Incidents/20150602-gridengine-dns-failure

Summary

While attempting to determine the issue that prevented the automatic failover of the gridengine master during last week's outage, the cause was determined to be inconsistencies in name resolution by labs instances due to the ongoing DNS migration. While intermittent issues could be seen in job scheduling and reporting over the past several days, the issues were made sallient by switching the tool labs bastions to the new DNS server earlier that day.

Attempts to fix the gridengine configuration to be compatible with the new node naming scheme lasted several hours, during which job scheduling was intermitently unstable and suffered random failures. While a proper solution was eventually found, a side effect of its implementation caused an unexpected failure during a manipulation step that caused a complete outage of the scheduling system and required rolling configuration back and manually fixing the database.

Effects of the outage was unreliable scheduling of new jobs over a period of approximately four hours, followed by a complete outage of that system for approximately 30 minutes. Already running jobs and web services were unaffected by the partial outage, nor were any other system serving Tool Labs.

Timeline

13:30 - Issues apparently related to the ongoing DNS change to designate are noted, as some gridengine commands intermittently fail authentication because of host name mismatches
13:40 - problem is identified to mismatch between the DNS servers used by clients (designate-backed pdns) and the master and shadow masters (older, dnsmasq)
13:50 - Gridengine servers switched to new DNS backend, solves the immediate issue with authentication, but shakes out more intermitent issues; begin trying to unify DNS resolution
14:27 - Attempts to convert gridengine configuration to the new naming scheme has limited success; admin and submit host are trivially converted but exec nodes cause issues
15:06 - While running exec nodes are unaffected, the transition proves problematic because restarting the nodes have them fail
15:37 - A plan is formulated to transition exec nodes from the old names to the new ones, possibly over an extended period of time. Exec node entries are created with the new names and left unqueued.
15:47 - Transition is attempted with an exec node that only held restartable jobs (1401) and could thus be evacuated quickly
16:08 - Gridengine does not seem to deal well with exec nodes having been renamed (the old and new name conflicting), intermittent authentication error persists (which name is used seems to be random)
16:16 - Debugging the DNS inconsistency issue
17:05 - While examining the gridengine code, a "proper" if obscure way to handle renaming is found that allows gridengine to make both names strictly equivalent is found (http://gridscheduler.sourceforge.net/htmlman/htmlman5/host_aliases.html) that completely fixes the name divergence issues.
17:10 - fix applied, gridengine returns to normal function
17:25 - while attempting to remove "new name" exec nodes entries created at 17:35 (and which are now undeeded) a nasty issue causes corruption of the configuration: because the names are now considered equivalent by gridengine, removing the newer redundant entries in fact removes both entries while bypassing the safeguards preventing active nodes from being removed. The configuration becomes inconsistent and the gridengine masters shut down.
17:50 - configuration is returned to working state by doing a low-level database recovery of the underlying config db to a known good point in time, and manually deleting the redundant host entries
18:03 - gridengine returns to full health, with all previous issues gone thanks to the aliasing feature.

Conclusion

The change to DNS configuration required by the transition to Designate caused unexpected side effects to gridengine as it relies on fully qualified domain names of hosts for operation; intermittent DNS resolution has caused issues as early as last week (but from a distinct and unrelated cause), but came to a head when the Tool Labs bastions were converted to use the new DNS server. Since gridengine has no support for renaming hosts, and the host_aliases workaround was not known, the transition was more disruptive than it might have been.

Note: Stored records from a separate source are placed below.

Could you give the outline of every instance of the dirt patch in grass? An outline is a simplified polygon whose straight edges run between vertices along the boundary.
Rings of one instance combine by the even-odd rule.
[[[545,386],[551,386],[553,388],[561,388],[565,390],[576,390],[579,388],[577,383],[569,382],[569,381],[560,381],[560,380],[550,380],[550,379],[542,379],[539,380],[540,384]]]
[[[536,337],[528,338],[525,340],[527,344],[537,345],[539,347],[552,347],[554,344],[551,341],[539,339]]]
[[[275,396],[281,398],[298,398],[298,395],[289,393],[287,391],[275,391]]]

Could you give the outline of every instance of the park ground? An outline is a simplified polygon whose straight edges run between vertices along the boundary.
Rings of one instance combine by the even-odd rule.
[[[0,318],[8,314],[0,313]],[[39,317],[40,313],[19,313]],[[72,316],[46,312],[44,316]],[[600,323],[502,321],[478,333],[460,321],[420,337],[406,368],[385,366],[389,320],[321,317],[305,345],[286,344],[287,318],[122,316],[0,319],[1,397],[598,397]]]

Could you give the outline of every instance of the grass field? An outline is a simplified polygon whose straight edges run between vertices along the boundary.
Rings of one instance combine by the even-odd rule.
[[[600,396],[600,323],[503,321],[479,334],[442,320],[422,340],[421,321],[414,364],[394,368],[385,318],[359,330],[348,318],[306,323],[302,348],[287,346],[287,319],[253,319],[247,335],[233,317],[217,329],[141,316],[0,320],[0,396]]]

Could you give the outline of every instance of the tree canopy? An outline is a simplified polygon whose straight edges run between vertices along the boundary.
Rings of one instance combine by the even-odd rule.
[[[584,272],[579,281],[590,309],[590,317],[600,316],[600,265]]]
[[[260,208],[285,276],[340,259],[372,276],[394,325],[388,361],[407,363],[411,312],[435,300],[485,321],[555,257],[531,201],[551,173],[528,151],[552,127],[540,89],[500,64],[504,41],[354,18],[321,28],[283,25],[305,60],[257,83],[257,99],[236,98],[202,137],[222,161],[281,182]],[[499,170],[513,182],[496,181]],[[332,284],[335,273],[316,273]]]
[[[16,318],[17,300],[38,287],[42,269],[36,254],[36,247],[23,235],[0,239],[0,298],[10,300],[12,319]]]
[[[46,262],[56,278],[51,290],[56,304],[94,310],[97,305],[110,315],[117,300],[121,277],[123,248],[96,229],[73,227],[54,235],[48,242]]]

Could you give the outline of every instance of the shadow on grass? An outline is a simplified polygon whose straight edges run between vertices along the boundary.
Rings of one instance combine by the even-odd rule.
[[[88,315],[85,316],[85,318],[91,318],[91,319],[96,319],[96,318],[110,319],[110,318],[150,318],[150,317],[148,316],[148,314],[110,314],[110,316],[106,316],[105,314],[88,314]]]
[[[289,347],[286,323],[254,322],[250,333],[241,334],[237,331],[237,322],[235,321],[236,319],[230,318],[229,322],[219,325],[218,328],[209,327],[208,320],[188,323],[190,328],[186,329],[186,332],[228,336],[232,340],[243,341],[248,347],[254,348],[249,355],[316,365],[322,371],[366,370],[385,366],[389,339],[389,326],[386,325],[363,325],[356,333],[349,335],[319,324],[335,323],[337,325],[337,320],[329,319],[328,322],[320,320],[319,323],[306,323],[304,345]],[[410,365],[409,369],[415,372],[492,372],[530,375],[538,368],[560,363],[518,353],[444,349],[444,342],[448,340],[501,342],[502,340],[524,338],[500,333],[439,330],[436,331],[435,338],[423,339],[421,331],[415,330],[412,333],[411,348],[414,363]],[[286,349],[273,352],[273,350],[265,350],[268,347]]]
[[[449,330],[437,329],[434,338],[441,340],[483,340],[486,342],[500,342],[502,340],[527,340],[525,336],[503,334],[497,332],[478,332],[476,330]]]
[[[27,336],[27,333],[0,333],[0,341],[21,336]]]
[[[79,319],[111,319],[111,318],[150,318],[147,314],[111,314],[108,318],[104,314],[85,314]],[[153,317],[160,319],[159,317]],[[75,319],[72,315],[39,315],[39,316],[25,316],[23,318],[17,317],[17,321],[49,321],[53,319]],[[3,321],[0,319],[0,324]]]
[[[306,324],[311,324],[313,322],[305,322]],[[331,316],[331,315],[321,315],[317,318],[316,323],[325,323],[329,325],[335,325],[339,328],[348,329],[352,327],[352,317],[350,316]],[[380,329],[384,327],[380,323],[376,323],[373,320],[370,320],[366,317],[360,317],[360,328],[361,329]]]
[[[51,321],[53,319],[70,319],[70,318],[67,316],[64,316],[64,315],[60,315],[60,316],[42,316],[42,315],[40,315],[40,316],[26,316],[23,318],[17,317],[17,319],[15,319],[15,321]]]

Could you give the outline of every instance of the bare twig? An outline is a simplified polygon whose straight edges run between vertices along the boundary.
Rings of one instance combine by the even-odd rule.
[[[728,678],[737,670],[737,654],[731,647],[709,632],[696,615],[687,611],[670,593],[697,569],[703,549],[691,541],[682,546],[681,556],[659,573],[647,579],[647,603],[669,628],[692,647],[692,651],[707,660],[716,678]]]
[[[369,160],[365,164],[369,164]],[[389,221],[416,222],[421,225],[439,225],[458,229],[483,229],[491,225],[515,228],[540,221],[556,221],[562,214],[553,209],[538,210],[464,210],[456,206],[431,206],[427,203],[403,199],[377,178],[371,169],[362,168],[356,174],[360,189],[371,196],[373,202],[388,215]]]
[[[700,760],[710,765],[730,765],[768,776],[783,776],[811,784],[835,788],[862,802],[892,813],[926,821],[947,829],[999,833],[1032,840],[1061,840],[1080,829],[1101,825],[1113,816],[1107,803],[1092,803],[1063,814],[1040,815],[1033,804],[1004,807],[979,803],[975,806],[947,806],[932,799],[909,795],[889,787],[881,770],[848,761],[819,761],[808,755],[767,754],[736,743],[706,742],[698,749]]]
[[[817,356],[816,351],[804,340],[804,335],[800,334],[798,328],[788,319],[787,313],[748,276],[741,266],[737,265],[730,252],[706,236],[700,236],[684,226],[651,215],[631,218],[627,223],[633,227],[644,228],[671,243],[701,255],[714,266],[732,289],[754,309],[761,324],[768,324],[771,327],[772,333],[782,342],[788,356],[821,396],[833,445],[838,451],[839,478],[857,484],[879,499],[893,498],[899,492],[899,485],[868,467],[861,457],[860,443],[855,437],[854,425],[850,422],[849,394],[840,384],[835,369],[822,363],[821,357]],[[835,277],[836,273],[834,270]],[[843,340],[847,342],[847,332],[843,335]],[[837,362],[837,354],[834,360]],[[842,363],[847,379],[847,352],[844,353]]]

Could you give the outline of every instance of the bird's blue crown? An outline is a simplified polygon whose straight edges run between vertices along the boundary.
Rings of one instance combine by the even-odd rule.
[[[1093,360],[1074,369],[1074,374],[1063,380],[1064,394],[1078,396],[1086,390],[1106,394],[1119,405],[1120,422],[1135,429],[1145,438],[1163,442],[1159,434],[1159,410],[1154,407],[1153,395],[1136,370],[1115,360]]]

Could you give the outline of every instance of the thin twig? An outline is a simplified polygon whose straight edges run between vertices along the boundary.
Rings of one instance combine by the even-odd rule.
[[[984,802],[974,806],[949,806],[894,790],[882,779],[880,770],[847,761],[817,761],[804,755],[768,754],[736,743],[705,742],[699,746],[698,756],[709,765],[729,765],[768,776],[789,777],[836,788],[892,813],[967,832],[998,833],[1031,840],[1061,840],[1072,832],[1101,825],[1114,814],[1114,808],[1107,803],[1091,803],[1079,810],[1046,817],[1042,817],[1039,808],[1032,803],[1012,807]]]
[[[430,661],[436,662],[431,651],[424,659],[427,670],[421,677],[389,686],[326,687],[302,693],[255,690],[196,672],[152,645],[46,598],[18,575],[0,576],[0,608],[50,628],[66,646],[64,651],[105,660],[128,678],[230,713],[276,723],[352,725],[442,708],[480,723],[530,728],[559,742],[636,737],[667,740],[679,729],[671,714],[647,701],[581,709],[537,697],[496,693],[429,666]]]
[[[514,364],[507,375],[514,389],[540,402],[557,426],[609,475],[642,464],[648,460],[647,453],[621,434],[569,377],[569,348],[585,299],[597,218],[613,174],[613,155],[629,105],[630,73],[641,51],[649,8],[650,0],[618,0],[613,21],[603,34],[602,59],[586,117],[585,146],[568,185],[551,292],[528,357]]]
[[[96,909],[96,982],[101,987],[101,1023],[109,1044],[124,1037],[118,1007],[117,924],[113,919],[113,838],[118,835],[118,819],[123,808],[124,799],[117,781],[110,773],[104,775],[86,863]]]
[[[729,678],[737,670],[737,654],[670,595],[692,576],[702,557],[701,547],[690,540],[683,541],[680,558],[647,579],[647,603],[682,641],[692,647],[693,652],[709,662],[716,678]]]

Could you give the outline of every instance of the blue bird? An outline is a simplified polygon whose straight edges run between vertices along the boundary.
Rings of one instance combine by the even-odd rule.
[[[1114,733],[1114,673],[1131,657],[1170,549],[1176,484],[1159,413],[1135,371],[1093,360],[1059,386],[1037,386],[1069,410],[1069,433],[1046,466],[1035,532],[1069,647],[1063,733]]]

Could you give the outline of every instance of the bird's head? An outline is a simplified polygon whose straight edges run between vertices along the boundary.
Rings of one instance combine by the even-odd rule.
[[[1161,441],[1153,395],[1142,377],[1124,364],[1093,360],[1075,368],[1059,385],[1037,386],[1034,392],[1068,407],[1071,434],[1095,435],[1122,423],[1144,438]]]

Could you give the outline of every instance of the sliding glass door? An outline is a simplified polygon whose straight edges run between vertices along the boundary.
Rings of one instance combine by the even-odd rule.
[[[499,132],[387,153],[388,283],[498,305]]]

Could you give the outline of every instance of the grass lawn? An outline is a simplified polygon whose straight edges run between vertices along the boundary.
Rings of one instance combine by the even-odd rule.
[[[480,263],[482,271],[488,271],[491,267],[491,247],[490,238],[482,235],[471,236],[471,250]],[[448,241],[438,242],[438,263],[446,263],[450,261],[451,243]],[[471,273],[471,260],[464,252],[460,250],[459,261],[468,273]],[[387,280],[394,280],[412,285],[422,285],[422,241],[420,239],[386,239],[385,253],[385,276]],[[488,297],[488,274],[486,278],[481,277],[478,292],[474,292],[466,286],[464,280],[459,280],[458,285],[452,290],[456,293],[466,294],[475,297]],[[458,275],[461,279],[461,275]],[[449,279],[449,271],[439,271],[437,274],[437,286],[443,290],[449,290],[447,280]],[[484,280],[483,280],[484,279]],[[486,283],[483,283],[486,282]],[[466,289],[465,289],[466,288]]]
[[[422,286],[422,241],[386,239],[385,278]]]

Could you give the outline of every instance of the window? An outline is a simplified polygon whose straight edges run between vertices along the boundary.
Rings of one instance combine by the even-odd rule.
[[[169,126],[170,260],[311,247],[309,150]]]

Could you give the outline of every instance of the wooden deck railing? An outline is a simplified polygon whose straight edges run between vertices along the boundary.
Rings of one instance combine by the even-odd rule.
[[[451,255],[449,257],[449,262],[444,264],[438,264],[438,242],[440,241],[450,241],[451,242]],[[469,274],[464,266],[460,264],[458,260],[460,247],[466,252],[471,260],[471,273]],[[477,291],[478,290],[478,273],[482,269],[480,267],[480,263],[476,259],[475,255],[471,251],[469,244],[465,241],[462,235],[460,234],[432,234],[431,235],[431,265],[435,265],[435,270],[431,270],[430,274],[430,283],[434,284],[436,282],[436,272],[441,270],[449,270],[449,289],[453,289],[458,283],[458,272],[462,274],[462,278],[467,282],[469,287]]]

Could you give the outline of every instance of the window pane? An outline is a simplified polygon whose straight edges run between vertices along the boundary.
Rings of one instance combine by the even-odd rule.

Long term fix is to get rid of GridEngine - it has no active upstream, and Debian doesn't consider is maintained enough to include it in Jessie. Short term fixes listed below.

Actionables

Puppetize the aliases file (T101296)
Document what 'low level database recovery of the underlying config db' was in wikitech.wikimedia.org/wiki/Nova_Resource:Tools/Admin
(Not sure how feasible that is; it involved BDB dump manipulation is is not amenable to a recipe).